43 Post author: Sniffnoy 28 November 2012 12:05AM

You are viewing a comment permalink. View the original post to see all comments and the full post content.

Comments (24)

You are viewing a single comment's thread. Show more comments above.

Comment author: Sniffnoy 28 November 2012 05:46:42AM 6 points [-]

All's well and good, until you get to adding angles together, unless you visualize A,B,C existing on a sphere and the angles between them being from the center of the sphere- are the possible angles of the sphere identical to the inverse cosines of the possible correlations? (If A and B are .707 correlated, and B and C are .707 correlated, are A and C necessarily somewhere between 0 and 1 correlated?)

Yes. If you have n random variables, you can restrict to the subspace spanned by them (or their equivalence classes). For instance, if we have 3 random variables whose equivalence classes are linearly independent, then the span of these equivalence classes will be a 3-dimensional real inner product space, which will then necessarily be isomorphic to R^3 with the dot product.

Actually, it occurs to me that I've never actually sat down and checked that angle addition obeys the triangle inequality in 3 dimensions -- I suppose if nothing else it can be done by lots of inequality grinding -- but that's not relevant. The point is, it does hold in dimension 3, and hence by the argument above, it holds regardless of dimension, finite or infinite.

Comment author: RichardKennaway 29 November 2012 02:20:32PM 2 points [-]

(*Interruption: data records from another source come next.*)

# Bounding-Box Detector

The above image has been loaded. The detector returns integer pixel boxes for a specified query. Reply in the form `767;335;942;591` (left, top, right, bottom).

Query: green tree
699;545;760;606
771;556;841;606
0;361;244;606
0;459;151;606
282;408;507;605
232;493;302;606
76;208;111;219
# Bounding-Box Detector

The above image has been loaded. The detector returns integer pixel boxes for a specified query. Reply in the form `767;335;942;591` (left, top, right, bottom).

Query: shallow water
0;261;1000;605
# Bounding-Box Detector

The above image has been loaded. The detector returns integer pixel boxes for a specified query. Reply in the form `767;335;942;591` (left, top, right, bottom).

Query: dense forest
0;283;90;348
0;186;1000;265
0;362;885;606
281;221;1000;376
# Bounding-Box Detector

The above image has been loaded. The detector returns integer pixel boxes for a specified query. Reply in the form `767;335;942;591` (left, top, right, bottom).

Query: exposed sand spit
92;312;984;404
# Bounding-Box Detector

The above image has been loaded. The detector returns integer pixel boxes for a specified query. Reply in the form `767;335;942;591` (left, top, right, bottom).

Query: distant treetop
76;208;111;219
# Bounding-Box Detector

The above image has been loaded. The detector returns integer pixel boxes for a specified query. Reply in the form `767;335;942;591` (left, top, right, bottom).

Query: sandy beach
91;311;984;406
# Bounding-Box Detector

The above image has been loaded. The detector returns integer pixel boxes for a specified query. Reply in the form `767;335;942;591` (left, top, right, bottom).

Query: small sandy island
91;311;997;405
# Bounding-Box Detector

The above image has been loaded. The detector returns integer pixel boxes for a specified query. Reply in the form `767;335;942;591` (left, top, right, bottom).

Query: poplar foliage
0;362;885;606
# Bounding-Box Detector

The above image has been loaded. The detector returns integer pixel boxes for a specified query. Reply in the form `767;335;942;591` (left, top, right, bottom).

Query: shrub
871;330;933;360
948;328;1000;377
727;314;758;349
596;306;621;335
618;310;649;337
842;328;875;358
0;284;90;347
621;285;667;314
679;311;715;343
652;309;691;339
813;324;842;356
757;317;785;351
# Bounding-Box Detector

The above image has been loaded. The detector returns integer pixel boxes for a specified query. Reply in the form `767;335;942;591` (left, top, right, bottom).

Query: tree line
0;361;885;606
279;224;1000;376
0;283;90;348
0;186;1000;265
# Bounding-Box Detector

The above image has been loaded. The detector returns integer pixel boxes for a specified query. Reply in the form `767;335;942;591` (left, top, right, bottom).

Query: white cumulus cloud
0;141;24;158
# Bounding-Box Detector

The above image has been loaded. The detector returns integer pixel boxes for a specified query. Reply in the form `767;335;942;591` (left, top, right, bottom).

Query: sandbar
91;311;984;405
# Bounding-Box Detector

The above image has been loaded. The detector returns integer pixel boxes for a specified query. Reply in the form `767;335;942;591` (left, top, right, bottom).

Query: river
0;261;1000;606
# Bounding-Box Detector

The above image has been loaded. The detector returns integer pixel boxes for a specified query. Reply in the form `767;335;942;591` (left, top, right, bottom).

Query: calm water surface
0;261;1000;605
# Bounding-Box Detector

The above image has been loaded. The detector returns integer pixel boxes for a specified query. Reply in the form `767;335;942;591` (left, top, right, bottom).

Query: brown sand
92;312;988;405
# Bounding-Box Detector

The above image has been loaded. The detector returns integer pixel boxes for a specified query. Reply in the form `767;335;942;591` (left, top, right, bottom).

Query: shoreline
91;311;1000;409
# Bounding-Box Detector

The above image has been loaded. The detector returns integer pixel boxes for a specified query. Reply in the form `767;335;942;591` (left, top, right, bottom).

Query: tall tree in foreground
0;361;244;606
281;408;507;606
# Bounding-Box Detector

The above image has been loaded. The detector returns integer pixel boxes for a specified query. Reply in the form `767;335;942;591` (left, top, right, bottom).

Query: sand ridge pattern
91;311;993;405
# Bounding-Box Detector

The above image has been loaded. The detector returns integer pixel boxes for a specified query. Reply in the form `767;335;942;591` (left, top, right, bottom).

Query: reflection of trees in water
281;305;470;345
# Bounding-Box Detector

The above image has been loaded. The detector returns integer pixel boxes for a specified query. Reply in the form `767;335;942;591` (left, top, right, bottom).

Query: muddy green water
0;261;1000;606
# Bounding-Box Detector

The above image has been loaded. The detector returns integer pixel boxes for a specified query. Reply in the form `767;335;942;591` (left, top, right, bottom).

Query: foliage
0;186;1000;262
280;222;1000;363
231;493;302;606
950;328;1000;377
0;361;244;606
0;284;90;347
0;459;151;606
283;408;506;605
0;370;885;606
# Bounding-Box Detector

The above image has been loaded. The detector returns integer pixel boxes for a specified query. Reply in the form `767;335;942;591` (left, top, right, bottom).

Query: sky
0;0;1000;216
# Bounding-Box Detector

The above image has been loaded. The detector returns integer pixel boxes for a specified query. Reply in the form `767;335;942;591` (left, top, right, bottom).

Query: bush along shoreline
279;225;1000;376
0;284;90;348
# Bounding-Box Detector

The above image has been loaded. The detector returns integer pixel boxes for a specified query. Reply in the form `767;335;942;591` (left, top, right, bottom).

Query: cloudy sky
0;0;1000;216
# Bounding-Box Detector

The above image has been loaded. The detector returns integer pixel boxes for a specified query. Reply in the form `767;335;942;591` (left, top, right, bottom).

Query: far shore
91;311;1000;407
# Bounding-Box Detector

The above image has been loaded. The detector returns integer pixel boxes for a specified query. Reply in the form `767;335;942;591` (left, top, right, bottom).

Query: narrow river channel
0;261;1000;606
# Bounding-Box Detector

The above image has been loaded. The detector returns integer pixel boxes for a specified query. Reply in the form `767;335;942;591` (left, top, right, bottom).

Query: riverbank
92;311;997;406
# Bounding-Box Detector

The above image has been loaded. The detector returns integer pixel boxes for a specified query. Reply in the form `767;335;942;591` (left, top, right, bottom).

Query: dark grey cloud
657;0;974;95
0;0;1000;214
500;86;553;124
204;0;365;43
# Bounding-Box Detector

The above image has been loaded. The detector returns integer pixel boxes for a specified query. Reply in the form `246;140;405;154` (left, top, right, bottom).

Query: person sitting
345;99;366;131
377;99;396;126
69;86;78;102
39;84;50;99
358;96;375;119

Actually, it occurs to me that I've never actually sat down and checked that angle addition obeys the triangle inequality in 3 dimensions -- I suppose if nothing else it can be done by lots of inequality grinding

The ordinary triangle inequality is immediate from -- is practically identical to -- the statement that a straight line is the shortest distance between two points.

The spherical triangle inequality, in any number of dimensions, is the same thing with "straight line" replaced by "great circle". A detail that doesn't arise for flat space is that there are two angles between two lines (whereas there is only one distance between two points in flat space), and you have to choose one that is no more than pi.